"С чего же начинать, с Бога?" -- спрашивает Иван и развивает идею о несовместимости Бога сострадающего с человечеством страдающим и Бога справедливого с преступлением неотмщенным.
"Один старый грешник [Первому эта мысль приписана Вольтеру.], -- так начинает Иван, -- сказал в прошлом веке, что если бы не было Бога, то следовало бы его выдумать. И не то странно, не то было бы дивно, что Бог в самом деле существует; но то дивно, что такая мысль -- мысль о необходимости Бога -- могла залезть в голову такому дикому и злому животному, как человек: до того она свята, до того она трогательна, до того премудра и до того она делает честь человеку".

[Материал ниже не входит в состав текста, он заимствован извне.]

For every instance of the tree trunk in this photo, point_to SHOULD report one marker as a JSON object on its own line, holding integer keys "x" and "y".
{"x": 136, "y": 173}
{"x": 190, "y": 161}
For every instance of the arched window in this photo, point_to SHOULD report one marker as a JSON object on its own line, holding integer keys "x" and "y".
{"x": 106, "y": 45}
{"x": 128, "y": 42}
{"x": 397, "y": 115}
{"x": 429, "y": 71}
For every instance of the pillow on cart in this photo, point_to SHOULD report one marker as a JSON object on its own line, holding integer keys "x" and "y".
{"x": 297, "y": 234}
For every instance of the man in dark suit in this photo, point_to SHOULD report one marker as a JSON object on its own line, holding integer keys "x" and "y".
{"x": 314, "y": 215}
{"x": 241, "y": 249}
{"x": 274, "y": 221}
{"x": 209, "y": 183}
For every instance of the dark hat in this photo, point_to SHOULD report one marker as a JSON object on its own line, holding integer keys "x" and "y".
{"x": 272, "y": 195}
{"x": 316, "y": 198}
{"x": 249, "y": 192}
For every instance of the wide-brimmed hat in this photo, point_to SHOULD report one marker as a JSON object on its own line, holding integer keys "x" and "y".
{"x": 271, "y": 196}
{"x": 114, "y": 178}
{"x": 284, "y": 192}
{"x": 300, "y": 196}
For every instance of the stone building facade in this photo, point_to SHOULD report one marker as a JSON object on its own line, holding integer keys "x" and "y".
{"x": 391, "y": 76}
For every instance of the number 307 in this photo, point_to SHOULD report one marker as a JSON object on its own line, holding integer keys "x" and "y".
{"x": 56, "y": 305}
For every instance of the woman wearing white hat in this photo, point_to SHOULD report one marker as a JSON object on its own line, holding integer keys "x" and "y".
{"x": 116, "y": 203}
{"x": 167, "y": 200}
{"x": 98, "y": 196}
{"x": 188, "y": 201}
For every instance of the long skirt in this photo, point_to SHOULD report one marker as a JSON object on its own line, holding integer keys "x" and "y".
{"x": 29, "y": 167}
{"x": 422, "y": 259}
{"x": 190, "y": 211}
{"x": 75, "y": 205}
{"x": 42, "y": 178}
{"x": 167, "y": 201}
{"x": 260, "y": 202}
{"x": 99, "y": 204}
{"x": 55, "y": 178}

Испорченность человека и святость религии есть, таким образом, то, что прежде всего стремится он утвердить. Религия есть нечто высокое: и сделать ее возможною для человека, стать способным войти в ее миросозерцание -- это есть высшая цель, высшее удовлетворение, которого может достигнуть он. Но достигнуть этого правдиво, искренно он может не вопреки своим способностям усвоения, но только следуя им, как они устроены ему Творцом, о котором учит сама же религия.
Таким образом, здесь нет и тени враждебности, высокомерия или презрительности к тому, что сейчас будет оспариваться с такою силой; и в этом лежит глубочайшая оригинальность самого приема. Во всемирной литературе, где подобные оспаривания были так часты, мы чувствуем, что подходим к чему-то особенному, что еще никогда не появлялось в ней, к точке зрения, на которую никто не становился. И мы чувствуем также, что эта точка зрения есть единственно серьезная со стороны нападающей и, пожалуй, единственно угрожающая для стороны нападаемой.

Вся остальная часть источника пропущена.